All traffic uses the exact same skinny lane to enter and exit. It's a honk around corners, one at a time, deal. I have NO IDEA what I would do if I encountered someone there halfway up or down. I am SOOOO not driving my car backwards there.

Here's why. It's the only time in my life that I've seen a 3-story garage made entirely of wood. I'm not driving backwards in a wooden garage in my tank of a car. Bull in a china shop, more like.

So anyway, that didn't happen. But it still felt like I was driving up a Jenga tower. Rickety and scary (in my imagination). The wooden poles didn't seem big enough to support the weight of so many tons of cars. And the cement floor felt thin - I'm pretty sure it's just laying on top of the wooden floor. (When you see the crack pattern, I think you'll agree.)

As I'm attempting to force my boat into a space big enough for a compact to manuever into (because I have no choice, the nazi told me where to park) I almost didn't see one of the wooden support beams. They are painted BRIGHT yellow, but whatever. I wasn't going very fast, and tapping the pole wouldn't probably have done anything. But what if it did? It's a wooden building - probably a hundred years old or some such - it can't be that strong.

I ended up having to do an 8,000-point turn.

I guess I've grown accustomed to the ugly cement and steel structures. Despite their claustrophobic, damp, insufficiently lit creepiness (think Highlander), I trust them not to fall apart while I'm in them. Mostly.

I am so glad I didn't hit the pole. You know they get hit a lot, you can see the little dents in the wood. But, I so would not have wanted to be the person to knock over THAT particular jenga pile.

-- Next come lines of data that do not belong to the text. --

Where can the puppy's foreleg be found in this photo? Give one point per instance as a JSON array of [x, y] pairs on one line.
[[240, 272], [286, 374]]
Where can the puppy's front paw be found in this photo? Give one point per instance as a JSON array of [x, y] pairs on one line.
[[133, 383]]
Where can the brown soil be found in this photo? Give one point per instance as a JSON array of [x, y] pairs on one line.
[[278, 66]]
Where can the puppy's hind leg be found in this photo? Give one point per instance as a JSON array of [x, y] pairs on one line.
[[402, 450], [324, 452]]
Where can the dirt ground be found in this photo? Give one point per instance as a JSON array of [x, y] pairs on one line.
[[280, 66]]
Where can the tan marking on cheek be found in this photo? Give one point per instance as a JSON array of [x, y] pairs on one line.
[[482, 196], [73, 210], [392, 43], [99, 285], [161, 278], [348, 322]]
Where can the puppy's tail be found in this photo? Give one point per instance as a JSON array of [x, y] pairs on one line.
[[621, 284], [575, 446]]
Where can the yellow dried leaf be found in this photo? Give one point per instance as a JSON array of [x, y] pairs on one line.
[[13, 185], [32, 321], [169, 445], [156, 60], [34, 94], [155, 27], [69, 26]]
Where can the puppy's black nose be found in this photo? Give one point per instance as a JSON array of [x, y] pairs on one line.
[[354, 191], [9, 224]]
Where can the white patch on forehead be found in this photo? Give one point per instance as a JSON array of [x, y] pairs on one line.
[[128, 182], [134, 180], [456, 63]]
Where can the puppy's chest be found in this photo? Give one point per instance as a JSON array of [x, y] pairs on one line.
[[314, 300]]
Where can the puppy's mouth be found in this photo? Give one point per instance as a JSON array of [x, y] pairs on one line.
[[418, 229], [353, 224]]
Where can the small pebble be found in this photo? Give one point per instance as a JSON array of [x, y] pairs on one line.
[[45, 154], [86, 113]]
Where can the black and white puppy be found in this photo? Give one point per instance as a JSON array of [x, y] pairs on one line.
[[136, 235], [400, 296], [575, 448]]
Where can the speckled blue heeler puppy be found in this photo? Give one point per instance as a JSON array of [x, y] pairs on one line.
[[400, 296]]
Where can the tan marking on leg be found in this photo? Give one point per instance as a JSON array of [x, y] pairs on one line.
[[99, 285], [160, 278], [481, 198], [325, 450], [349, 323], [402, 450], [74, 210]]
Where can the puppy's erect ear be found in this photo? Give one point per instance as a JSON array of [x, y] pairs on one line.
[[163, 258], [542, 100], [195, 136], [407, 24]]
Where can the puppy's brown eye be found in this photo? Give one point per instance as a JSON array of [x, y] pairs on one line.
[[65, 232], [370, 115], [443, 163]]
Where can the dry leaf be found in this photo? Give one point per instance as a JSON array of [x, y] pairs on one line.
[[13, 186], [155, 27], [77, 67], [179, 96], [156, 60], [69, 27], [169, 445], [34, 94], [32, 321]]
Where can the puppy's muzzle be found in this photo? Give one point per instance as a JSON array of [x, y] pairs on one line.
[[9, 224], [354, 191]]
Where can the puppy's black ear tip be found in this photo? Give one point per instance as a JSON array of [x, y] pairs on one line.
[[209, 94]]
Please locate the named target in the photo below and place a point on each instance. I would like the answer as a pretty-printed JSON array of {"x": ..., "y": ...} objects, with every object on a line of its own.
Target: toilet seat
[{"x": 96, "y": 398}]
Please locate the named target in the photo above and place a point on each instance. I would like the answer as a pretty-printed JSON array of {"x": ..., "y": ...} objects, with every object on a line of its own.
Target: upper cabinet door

I love that bookstore, but I think I'll just drive around til I find a space on the street next time. I'm willing to pay 3 bucks not to get crushed to death in a pile of wooden splinters and cars.

3 comments

  1. C.S. Perry Says:

    We could solve the whole problem by getting rid of books.
    But then...that gets us back to the whole Nazi problem doesn't it?

  2. Kat Says:

    I agree about columns. I think today's modern, ominous freemasons have other things to worry about, though.

    Hmm. Can't say I'd park in there.

    I love the way you write.

    So good to talk to you the other day. Soul food. Who needs chitlins?

  3. Ummm.... I would pass on the scary wooden garage and park on the street. And I have to agree, I can't remember seeing a new building and remarking on the archetecture at all, but go into a historical building and you see all the cool details.